Aujourd'hui, la parole

Convinction
Saturday, 17 October 2020
XXIX Dimanche du T.O. ( Is 45, 1-4 -6 / Ps 95 / 1 Th 1, 1 - 56 / Mt 22, 15 - 21 )             Les paroles qui concluent la seconde lecture de ce dimanche résonnent ainsi : " En effet, notre Evangile ne se...

XXV Dimanche du T.O.

( Is 55, 6 - 9 / Ps 144 / Ph 1, 20 c - 27 a / Mt 20; 1 - 16 )

 

        La question que le Maître de la parabole pose à ses ouvriers mécontents et récriminants résonne ainsi : " N'as-tu pas été d'accord avec moi pour un denier ? " ( Mt 20, 13 ) Question assez exigeante et profondément restritive ! Pour chacun de nous, il s'agit de  fermer les yeux sur l'expérience de nos frères pour être complètement attentifs à nous-mêmes, jusqu'à accepter un degré d'ignorance qui, en plus d'être vrai est souvent aussi utile. Pour chacun de nous, le défi est de se souvenir de l'accord que nous avons passé avec notre Seigneur et d'accepter de ne pas savoir - parce que, en fait, nous ne le savons pas - ce qui a été conclu avec les autres. La parabole que la liturgie nous fait lire ce dimanche, n'est pas une proposition de manoeuvre économique, mais, à travers une réalité qui nous touche tous , le rapport de justice entre le travail effectué et la récompense reçue, c'est une façon d'être qui conduit à affiner notre sensibilité. C'est la seule façon pour accorder notre façon de ressentir et de juger à la sensibilité de la logique du  "Règne des cieux " ( 20, 1 ).
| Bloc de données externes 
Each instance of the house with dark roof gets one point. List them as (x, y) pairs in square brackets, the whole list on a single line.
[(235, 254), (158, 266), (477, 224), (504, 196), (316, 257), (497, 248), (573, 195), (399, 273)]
          L' apôtre Paul devient pour nous un exemple de l'attachement juste et adéquat quand il nous invite à se comporter de " façon digne de l'évangile du Christ " ( Ph 1, 27 ). L'on nous offre ainsi l'exemple d'une vie attentive et concentrée non pas sur ce que font ou non les autres, mais sur ce que l'apôtre sent être sa fidélité fondamentale et indéfectible pour être disposé à tout sans juger personne. Pour cela, Paul dit : " Christ sera glorifié dans mon corps, que je vive ou que je meurs " et il ajoute magnifiquement " En effet, pour moi, vivre, c'est le Christ et mourir est un avantage " ( 1, 20 - 21 ). Etre dignes de l'Evangile est ce qui doit nous rester à coeur et cela ne peut qu'être lié au parcours personnel de chacun dont seul le Seigneur est témoin, lui qui connaît la difficulté de celui qui a " supporté le poids de la journée et la chaleur" ( Mt 20, 12 ) ou l'angoisse de celui qui est resté sans travail jusqu'au soir avec une motivation peu banale " car personne ne nous a embauchés pour la journée " ( 20, 7 ).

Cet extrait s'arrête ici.